France : Lorsque l’« algérophobie élevée au rang de raison d’État »
Une campagne anti-algérienne est menée depuis plusieurs mois en France, d’abord menée par les milieux de l’extrême-droite française et les lobbies sionistes, puis reprise à bon compte par ses relais au sein du gouvernement français sur fond de crise politique aigüe. Une campagne qui atteint son point d’orgue et qui a suscité de nombreuses dénonciations aussi bien en Algérie en France.

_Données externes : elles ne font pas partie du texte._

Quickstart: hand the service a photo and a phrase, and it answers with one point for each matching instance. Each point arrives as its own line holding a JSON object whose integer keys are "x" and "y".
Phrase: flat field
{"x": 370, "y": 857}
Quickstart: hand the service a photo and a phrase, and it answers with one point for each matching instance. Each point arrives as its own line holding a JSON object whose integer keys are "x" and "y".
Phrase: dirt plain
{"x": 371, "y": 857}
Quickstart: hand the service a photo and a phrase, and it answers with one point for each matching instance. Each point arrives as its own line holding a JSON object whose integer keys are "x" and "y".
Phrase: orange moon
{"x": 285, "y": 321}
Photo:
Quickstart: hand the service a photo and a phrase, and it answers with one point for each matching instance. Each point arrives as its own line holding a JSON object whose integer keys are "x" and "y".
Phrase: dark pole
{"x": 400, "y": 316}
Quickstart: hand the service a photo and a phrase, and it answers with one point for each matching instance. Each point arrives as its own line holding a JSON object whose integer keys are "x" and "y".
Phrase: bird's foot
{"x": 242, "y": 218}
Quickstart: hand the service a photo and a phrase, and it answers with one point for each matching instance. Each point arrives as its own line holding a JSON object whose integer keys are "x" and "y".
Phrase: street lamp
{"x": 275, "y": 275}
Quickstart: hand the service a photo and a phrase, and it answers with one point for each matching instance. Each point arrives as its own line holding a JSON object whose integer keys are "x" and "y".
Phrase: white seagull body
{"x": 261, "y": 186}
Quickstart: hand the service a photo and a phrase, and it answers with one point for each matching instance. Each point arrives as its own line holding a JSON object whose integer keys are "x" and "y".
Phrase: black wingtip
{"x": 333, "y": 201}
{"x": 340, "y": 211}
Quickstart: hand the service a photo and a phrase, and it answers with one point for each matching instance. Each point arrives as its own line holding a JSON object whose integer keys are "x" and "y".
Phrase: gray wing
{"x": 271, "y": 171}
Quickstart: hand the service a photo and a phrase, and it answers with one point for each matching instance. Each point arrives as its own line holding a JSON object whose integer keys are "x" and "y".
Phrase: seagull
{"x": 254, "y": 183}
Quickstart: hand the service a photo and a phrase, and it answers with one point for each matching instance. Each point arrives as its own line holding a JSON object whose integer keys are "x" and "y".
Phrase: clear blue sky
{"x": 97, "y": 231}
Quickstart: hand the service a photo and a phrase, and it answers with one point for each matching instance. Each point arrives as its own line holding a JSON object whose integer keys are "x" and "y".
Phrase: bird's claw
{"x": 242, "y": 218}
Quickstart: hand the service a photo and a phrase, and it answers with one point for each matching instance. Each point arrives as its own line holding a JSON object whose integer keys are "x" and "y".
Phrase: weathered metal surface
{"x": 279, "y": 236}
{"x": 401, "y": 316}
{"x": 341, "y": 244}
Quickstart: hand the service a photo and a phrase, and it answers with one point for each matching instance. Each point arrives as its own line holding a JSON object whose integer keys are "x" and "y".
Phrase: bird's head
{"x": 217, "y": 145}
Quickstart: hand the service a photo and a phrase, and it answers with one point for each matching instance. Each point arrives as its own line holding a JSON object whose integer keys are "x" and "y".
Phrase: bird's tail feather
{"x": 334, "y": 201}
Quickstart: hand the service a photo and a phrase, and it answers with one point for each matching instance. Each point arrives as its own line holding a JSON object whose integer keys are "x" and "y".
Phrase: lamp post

Dans le contexte des récentes tensions diplomatiques entre la France et l’Algérie, l’ancien ministre de la Communication et diplomate, Abdelaziz Rahabi, s’est exprimé sur son compte X concernant les propos du ministre français Bruno Rétaillau. Dans sa déclaration, Rahabi a dénoncé ce qu’il qualifie d’« algérophobie élevée au rang de raison d’État », soulignant que « le ton martial, souvent arrogant des ministres français des Affaires étrangères et de l’Intérieur à l’égard de l’Algérie relève plus du ballet des insignifiants que d’une véritable crise diplomatique en l’absence de tout motif sérieux pour expliquer le rappel de tout ce que la France compte comme algérophobes ». Il a également pointé du doigt la stratégie politique française, affirmant qu’ils ont « cherché et réussi à faire de l’Algérie une question prioritaire dans leur agenda politique sans mesurer que cela conduirait à des crises récurrentes et à un choc des souverainetés entre les deux pays ». Le diplomate a mis en perspective cette situation avec un contexte plus large, notant que « la montée des populismes dans des pays au passé colonial ou fasciste comme la France, l’Allemagne ou l’Italie a alimenté la rente mémorielle négative d’une partie des élites politique, sociale et médiatique les plus influentes ». Le Conseil National des Journalistes Algériens (CNJA) a émis des préoccupations sérieuses concernant le traitement médiatique de certains organes de presse français, notamment Le Figaro, Europe 1, et Sud Radio. Le CNJA a particulièrement critiqué l’utilisation de figures controversées comme Chouaki Ben Zahra, dont les déclarations ont visé à discréditer la communauté algérienne en France tout en niant les crimes coloniaux. L’organisation a appelé à une intervention de la Fédération internationale des journalistes et à un retour à plus d’objectivité dans le traitement de l’information. L’organisation a également dénoncé les attaques visant « des institutions algériennes souveraines et des personnalités emblématiques de la communauté musulmane en France, telles que le recteur de la Grande Mosquée de Paris. Ces attaques, orchestrées et amplifiées par certains médias », qui « traduisent une volonté manifeste de détourner l’opinion publique et de créer des fractures artificielles ».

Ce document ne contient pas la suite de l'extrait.